Minutes:
The
Head of Pensions Governance and Investments presented a report to provide
Members of the Teesside Pension Board with an update on current issues
affecting the Pension Fund locally or the Local Government Pension Scheme
(LGPS) in general.
The
four items covered in the update were as follows:
● Government
consultation on a remedy for discrimination identified in the McCloud/Sergeant
court cases.
A
government consultation had taken place on proposals designed to remove the
unlawful discrimination caused by the protection of older members when the
Local Government Pension Scheme was reformed in 2014. All leavers would now
have a check carried out to establish whether they would have been better off
under the final salary scheme or under the career average scheme. Whilst this
would not have a huge impact in terms of uplifting peoples
benefits, it would have resource implications for XPS. Checks would also need
to be made retrospectively on all leavers since 2014.
At
the last actuarial valuation in March 2019, the Actuary had made an assumption
that this unfairness would be corrected and added 0.9% of pensionable pay to
every employer’s contribution rate.
XPS
were considering how best to plan and resource for the applying the underpin and had already communicated with employers to
advise that additional data would be required.
● Reforming
Local Government Exit Pay.
Regulations
which introduced a limit of £95,000 on total exit payments to, or in respect
of, an individual leaving public sector employment had been passed and would
come into force on 4 November 2020. This created an issue for Administering
Authorities and for Scheme Employers, as the LGPS regulations had not yet been
changed. This meant the LGPS regulations stated that a member leaving the LGPS
on redundancy or business efficiency grounds aged 55 or more would have their
pension benefits paid immediately without any early retirement reduction applied
(regardless of employer cost), but the exit cap regulations stated that any
payment to, or in respect of them, was capped at £95K. The Local Government
Association was seeking legal advice on this and was expecting government
guidance on this imminently.
A
further proposal was that any member being made redundant could receive either
a redundancy payment, or the payment that their employer made for unreduced
benefits - the capital cost amount. Members would no longer be entitled to both
and would need to choose.
● Partial
Government Response: Review of Employer Contributions and flexibility on exit
payments.
This
new legislation would allow administering authorities to review contributions
from employers to allow them to be considered in between valuations in certain
circumstances. There would also be more flexibility around Employer exit
payments and a new category of "Deferred Employer" would be
introduced along with the facility for administering authorities to enter into
a "Deferred Debt Agreement" with such an employer.
The
Head of Pensions Governance and Investments would work with the Scheme Actuary
to bring a revised draft Funding Strategy Statement (FSS) to the Committee to
agree prior to consultation with the scheme employers.
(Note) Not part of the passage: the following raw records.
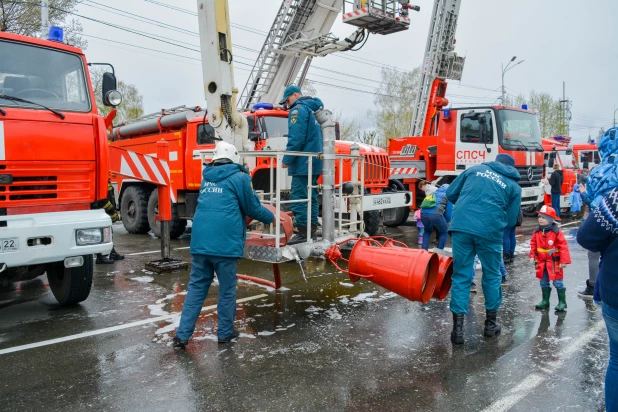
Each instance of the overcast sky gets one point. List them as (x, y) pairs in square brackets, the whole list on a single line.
[(560, 40)]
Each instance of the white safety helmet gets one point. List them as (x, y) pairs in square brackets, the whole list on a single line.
[(225, 150)]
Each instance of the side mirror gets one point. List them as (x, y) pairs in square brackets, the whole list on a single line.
[(483, 129), (111, 96)]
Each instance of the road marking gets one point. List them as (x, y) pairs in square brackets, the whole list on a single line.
[(530, 382), (2, 150), (111, 329)]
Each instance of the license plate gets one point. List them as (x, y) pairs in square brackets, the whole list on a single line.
[(381, 201), (9, 245)]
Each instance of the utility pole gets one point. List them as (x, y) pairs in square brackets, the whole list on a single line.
[(504, 70), (566, 112), (44, 18)]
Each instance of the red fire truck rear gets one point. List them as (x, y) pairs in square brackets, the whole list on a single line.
[(53, 165)]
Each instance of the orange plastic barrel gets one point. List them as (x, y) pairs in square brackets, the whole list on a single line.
[(445, 272), (411, 273)]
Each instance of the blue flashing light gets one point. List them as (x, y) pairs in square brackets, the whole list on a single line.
[(56, 34), (262, 105)]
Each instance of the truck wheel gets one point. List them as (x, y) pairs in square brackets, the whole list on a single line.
[(70, 286), (178, 225), (402, 213), (531, 210), (134, 209), (372, 222)]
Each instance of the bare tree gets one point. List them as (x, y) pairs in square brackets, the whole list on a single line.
[(394, 102), (132, 105), (348, 128), (24, 17), (370, 137)]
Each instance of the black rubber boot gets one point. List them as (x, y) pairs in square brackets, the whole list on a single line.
[(115, 255), (561, 300), (588, 292), (300, 237), (103, 260), (545, 302), (228, 339), (506, 257), (178, 343), (491, 327), (457, 333)]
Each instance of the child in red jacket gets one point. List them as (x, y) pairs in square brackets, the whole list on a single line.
[(550, 253)]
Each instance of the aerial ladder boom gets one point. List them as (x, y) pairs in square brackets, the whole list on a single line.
[(439, 63), (218, 73), (302, 30)]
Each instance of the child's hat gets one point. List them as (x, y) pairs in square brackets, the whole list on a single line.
[(549, 213)]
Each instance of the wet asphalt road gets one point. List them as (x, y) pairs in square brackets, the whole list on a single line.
[(324, 344)]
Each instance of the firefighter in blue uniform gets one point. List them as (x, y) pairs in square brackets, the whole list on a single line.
[(218, 240), (304, 135), (487, 199)]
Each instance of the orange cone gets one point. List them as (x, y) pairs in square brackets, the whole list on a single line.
[(443, 285), (411, 273)]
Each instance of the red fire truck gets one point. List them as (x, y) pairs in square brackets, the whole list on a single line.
[(586, 155), (464, 137), (446, 141), (189, 134), (53, 165)]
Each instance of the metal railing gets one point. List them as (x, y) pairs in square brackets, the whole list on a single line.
[(345, 203)]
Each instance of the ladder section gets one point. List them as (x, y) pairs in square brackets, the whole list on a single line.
[(378, 16), (291, 18), (439, 60)]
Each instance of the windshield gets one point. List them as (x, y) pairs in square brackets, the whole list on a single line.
[(519, 128), (49, 77), (275, 126)]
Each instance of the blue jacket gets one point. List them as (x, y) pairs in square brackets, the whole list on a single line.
[(603, 178), (226, 197), (487, 199), (599, 233), (446, 209), (304, 135)]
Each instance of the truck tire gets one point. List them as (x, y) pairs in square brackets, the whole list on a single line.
[(178, 225), (402, 213), (372, 222), (70, 286), (134, 209)]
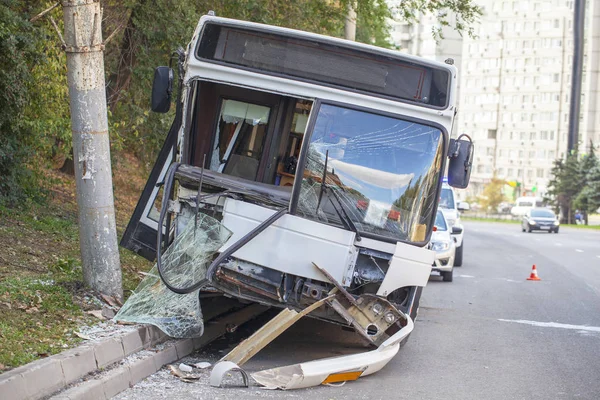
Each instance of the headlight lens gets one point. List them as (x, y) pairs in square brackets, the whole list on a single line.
[(440, 246)]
The revised FSS would
set out the Fund’s policies in relation reviewing employer contributions and
flexibility on exit payments.
● Earliest age to access pension to increase from 55 to 57.
In
2014 the Government indicated its intention that the earliest age most
individuals would be able to choose to draw a pension would increase from age
55 to age 57 with effect from 2028. Thereafter the intention was for the age to
increase so that it stayed 10 years below an individual’s state pension age. In
a recent written response to Parliament, the Government affirmed its intention
to legislate for this increase in due course. Further detail would be provided
when available.
AGREED that the information provided was received and noted.